Чертокуцкий делает тайное и сокрытое – явным, находит вещь, которая оказывается его полным эквивалентом. В таком случае коляска – фантазм Чертокуцкого, его греза или навязчивая идея[1]. Поэтому, коляску можно понять как инфантильное желание: желание быть желанным Другим. Превознося офицерам свою коляску Чертокуцкий, таким образом, желает, чтобы они в свою очередь пожелали его в его самом сокровенном, признали его право на собственное гнездо. Переводя бессознательное в символическое, он делает эту вещь темой разговора. В этой символической форме он отдает его во власть Другого, опять таки понятого совершено неуместно, гоголевским способом, буквально – как группу конкретных лиц. При этом, действуя в ключе садомазохизма, он превращает самого себя в объект. Для того, чтобы передача эта состоялась до конца, что бы она завершилась вручением, Другой должен видеть вещь[2], он должен удостоверить ее. В этом смысл приглашения господ офицеров в гости.
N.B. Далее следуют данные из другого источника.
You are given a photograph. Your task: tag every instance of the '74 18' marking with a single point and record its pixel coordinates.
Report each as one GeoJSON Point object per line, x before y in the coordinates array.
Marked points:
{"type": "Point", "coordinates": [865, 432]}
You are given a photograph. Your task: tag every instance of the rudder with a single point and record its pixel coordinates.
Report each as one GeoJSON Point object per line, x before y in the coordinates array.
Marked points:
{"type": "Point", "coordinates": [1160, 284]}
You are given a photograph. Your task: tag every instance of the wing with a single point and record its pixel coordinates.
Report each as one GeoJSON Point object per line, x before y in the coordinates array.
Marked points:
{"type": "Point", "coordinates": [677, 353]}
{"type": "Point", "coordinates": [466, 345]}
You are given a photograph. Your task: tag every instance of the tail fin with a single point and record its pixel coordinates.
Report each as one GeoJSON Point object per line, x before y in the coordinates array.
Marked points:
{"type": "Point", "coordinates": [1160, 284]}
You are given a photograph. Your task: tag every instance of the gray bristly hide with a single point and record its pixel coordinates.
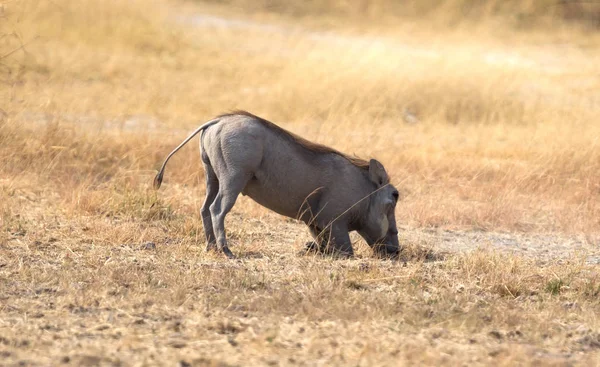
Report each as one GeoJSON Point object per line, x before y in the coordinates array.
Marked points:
{"type": "Point", "coordinates": [331, 192]}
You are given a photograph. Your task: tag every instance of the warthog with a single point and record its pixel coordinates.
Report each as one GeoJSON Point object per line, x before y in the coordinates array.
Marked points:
{"type": "Point", "coordinates": [331, 192]}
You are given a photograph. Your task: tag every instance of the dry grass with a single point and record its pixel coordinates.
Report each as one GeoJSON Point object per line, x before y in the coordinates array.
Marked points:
{"type": "Point", "coordinates": [478, 133]}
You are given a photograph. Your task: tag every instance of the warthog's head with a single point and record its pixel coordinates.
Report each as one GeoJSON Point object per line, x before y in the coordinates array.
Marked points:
{"type": "Point", "coordinates": [379, 229]}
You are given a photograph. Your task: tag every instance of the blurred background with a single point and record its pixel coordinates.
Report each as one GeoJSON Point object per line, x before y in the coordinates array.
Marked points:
{"type": "Point", "coordinates": [486, 113]}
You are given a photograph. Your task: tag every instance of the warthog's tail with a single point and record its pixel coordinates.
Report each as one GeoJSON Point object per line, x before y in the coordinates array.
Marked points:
{"type": "Point", "coordinates": [158, 178]}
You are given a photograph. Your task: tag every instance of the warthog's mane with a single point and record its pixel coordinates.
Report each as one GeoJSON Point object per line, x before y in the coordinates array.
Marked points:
{"type": "Point", "coordinates": [304, 143]}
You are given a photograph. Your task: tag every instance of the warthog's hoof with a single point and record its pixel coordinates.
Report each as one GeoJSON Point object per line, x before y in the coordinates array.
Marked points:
{"type": "Point", "coordinates": [314, 248]}
{"type": "Point", "coordinates": [387, 252]}
{"type": "Point", "coordinates": [309, 247]}
{"type": "Point", "coordinates": [228, 252]}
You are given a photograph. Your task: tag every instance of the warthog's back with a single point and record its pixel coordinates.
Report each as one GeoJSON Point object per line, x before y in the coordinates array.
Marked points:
{"type": "Point", "coordinates": [282, 171]}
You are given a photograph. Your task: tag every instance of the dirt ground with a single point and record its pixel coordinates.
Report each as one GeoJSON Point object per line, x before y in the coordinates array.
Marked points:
{"type": "Point", "coordinates": [488, 128]}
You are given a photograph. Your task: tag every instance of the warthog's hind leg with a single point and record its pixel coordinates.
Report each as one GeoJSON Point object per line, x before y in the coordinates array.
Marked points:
{"type": "Point", "coordinates": [212, 188]}
{"type": "Point", "coordinates": [229, 190]}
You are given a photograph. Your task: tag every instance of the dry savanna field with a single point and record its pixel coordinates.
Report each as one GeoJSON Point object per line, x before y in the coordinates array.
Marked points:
{"type": "Point", "coordinates": [485, 113]}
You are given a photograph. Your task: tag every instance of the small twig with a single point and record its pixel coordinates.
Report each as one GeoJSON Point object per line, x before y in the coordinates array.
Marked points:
{"type": "Point", "coordinates": [386, 278]}
{"type": "Point", "coordinates": [22, 47]}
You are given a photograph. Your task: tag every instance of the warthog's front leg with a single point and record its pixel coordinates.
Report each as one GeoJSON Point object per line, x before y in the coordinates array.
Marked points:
{"type": "Point", "coordinates": [333, 240]}
{"type": "Point", "coordinates": [212, 188]}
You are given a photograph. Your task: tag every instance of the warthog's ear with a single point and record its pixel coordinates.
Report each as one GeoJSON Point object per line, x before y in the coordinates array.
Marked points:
{"type": "Point", "coordinates": [377, 173]}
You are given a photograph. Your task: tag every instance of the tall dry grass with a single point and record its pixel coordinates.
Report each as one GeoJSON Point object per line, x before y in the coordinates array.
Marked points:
{"type": "Point", "coordinates": [506, 138]}
{"type": "Point", "coordinates": [478, 133]}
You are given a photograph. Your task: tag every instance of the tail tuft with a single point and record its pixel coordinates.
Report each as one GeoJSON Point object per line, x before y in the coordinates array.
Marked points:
{"type": "Point", "coordinates": [157, 180]}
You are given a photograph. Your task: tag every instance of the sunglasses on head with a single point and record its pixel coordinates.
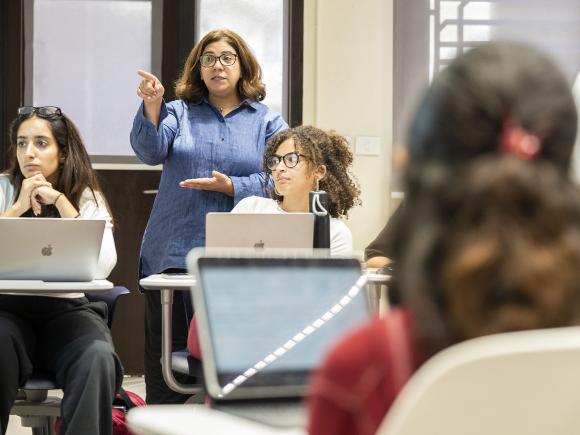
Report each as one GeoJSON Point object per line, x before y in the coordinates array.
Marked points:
{"type": "Point", "coordinates": [40, 111]}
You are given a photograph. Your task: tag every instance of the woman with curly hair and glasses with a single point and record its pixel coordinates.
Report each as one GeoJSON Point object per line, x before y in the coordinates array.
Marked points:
{"type": "Point", "coordinates": [298, 161]}
{"type": "Point", "coordinates": [49, 175]}
{"type": "Point", "coordinates": [303, 159]}
{"type": "Point", "coordinates": [210, 141]}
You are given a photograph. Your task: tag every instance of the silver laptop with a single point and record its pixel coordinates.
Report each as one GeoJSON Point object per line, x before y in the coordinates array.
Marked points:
{"type": "Point", "coordinates": [50, 249]}
{"type": "Point", "coordinates": [265, 325]}
{"type": "Point", "coordinates": [259, 230]}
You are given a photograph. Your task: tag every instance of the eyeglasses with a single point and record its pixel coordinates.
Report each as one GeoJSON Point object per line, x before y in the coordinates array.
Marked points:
{"type": "Point", "coordinates": [41, 111]}
{"type": "Point", "coordinates": [208, 60]}
{"type": "Point", "coordinates": [290, 160]}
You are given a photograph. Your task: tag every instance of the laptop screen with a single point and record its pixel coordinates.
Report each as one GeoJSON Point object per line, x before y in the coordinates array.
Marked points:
{"type": "Point", "coordinates": [259, 230]}
{"type": "Point", "coordinates": [273, 319]}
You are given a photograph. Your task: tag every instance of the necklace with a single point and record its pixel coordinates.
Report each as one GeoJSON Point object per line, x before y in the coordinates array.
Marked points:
{"type": "Point", "coordinates": [222, 109]}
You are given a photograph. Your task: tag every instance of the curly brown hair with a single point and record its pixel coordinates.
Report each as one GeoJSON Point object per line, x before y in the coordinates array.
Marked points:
{"type": "Point", "coordinates": [190, 87]}
{"type": "Point", "coordinates": [498, 251]}
{"type": "Point", "coordinates": [326, 148]}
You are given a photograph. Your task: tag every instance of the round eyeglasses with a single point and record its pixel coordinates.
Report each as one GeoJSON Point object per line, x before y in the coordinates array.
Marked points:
{"type": "Point", "coordinates": [40, 111]}
{"type": "Point", "coordinates": [208, 60]}
{"type": "Point", "coordinates": [290, 160]}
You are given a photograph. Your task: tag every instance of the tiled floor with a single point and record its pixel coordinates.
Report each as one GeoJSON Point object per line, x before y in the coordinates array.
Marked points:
{"type": "Point", "coordinates": [130, 383]}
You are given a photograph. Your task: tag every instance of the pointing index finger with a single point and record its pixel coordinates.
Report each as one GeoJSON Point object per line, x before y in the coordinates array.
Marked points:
{"type": "Point", "coordinates": [147, 76]}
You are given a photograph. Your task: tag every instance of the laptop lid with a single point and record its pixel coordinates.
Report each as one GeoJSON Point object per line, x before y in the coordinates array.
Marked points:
{"type": "Point", "coordinates": [50, 249]}
{"type": "Point", "coordinates": [266, 323]}
{"type": "Point", "coordinates": [259, 230]}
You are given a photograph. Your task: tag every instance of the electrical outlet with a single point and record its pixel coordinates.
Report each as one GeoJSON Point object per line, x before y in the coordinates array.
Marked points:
{"type": "Point", "coordinates": [368, 146]}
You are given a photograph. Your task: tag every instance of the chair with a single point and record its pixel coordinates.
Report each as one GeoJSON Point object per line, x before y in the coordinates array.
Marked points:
{"type": "Point", "coordinates": [33, 405]}
{"type": "Point", "coordinates": [514, 383]}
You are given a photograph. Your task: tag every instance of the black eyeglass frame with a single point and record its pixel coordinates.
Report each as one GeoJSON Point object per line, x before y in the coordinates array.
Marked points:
{"type": "Point", "coordinates": [216, 58]}
{"type": "Point", "coordinates": [45, 111]}
{"type": "Point", "coordinates": [273, 161]}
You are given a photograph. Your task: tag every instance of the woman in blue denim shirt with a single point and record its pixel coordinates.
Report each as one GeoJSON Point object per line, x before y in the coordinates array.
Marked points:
{"type": "Point", "coordinates": [211, 143]}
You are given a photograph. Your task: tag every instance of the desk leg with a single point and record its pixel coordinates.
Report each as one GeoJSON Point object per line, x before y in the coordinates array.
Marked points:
{"type": "Point", "coordinates": [383, 300]}
{"type": "Point", "coordinates": [166, 343]}
{"type": "Point", "coordinates": [378, 296]}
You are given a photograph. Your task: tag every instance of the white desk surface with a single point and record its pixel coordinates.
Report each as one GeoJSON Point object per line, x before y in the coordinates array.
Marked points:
{"type": "Point", "coordinates": [196, 420]}
{"type": "Point", "coordinates": [184, 282]}
{"type": "Point", "coordinates": [160, 281]}
{"type": "Point", "coordinates": [16, 285]}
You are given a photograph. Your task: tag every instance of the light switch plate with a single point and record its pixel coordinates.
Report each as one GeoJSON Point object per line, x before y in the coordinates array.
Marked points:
{"type": "Point", "coordinates": [368, 146]}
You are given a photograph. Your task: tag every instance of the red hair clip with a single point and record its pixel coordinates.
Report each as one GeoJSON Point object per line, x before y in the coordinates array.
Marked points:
{"type": "Point", "coordinates": [518, 142]}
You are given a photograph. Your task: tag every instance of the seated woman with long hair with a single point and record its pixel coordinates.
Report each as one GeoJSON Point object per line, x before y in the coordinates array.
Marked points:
{"type": "Point", "coordinates": [50, 175]}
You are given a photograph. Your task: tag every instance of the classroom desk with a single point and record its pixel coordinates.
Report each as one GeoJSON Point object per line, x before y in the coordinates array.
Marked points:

Когда гости и впрямь приходят, это вызывает панический страх. Так оно и должно быть: Unheimlichkeit приходит к власти. Прибежище, нора, укрытие в явной форме (как вещь) находится теперь во власти Другого, который персонифицирован и является как судья.

Можно считать с некоторой натяжкой, что до сих пор воспроизводится некая реальная ситуация. В самом деле, наше желание вещи определяется Другим, оно или заимствуется у Другого, или является ответом на вызов Другого. Поэтому вовсе не исключено, что Чертокуцкий пожелал Heim в облике коляски. Естественно, что Акакий Акакиевич сшил себе новую шинель. Она социально и телесно нужна ему потому, что она есть у всех других. Мог бы походить и в старой, как сам Гоголь.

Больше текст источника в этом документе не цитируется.